Krise im Mittelmeer Grüne regen Nothilfe für Flüchtlinge in Griechenland an

Tausende Bootsflüchtlinge landen jeden Tag in Griechenland. Dort fehlt es dann vielerorts an Nahrung und Wasser. Deswegen fordern die Grünen nun eine Nothilfe.
Syrische Flüchtlinge beim Dorf Idomeni: Nothilfe gefordert

Syrische Flüchtlinge beim Dorf Idomeni: Nothilfe gefordert

Foto: ALEXANDROS AVRAMIDIS/ REUTERS

In Griechenland dreht sich die Politik derzeit um die Finanzkrise im eigenen Land. Dass dennoch täglich Flüchtlinge aus Syrien und anderen Krisenländern über das Mittelmeer kommen und auf den griechischen Inseln landen, gerät dabei in Vergessenheit. Weil es dort laut den Grünen vielerorts an Nahrung und Wasser fehlt, benötigt das Land dringend Nothilfe für deren Versorgung.

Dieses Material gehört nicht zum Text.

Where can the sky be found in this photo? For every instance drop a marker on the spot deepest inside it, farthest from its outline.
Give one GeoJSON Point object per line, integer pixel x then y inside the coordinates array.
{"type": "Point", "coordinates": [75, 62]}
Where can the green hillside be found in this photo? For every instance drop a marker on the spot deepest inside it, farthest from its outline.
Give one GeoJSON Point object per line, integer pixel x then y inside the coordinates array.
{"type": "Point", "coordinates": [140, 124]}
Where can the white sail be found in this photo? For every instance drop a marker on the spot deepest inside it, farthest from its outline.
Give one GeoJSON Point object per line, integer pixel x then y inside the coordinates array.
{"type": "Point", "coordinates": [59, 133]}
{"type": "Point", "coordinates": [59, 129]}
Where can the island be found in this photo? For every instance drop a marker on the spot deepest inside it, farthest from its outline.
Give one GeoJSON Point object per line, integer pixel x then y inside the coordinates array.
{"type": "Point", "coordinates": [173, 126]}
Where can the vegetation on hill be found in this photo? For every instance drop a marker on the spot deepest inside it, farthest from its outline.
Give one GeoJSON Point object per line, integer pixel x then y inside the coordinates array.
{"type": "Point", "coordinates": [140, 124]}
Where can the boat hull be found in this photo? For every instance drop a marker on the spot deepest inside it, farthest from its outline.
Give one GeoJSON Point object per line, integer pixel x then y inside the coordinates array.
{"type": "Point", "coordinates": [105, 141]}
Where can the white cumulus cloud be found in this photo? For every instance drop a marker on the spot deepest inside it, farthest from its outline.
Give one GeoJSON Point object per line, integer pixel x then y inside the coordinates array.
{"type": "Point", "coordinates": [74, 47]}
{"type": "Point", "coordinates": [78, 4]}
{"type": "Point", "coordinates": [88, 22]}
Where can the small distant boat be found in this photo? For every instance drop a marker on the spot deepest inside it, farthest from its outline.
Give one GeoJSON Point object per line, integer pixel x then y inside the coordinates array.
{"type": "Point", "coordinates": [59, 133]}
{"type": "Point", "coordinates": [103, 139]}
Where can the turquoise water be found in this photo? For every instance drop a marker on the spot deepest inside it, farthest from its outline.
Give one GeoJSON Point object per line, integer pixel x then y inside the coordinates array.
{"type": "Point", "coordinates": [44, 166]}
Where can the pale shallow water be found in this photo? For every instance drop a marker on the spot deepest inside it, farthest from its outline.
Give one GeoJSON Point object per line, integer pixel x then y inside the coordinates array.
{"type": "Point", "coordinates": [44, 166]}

Täglich landeten bis zu tausend Menschen an, davon kämen mehr als 60 Prozent aus dem Bürgerkriegsland Syrien, sagte Grünen-Fraktionschefin Katrin Göring-Eckardt der "Rheinischen Post". "Es kann nicht sein, dass Flüchtlinge in einem Staat der Europäischen Union hungern müssen", sagte sie. Deutschland und die EU dürften Griechenland nicht alleinlassen, fordert die Oppositionspolitikerin: "Wir müssen Griechenland dringend Nothilfe gewähren - entweder bilateral oder durch die Umwidmung bestehender europäischer Fonds."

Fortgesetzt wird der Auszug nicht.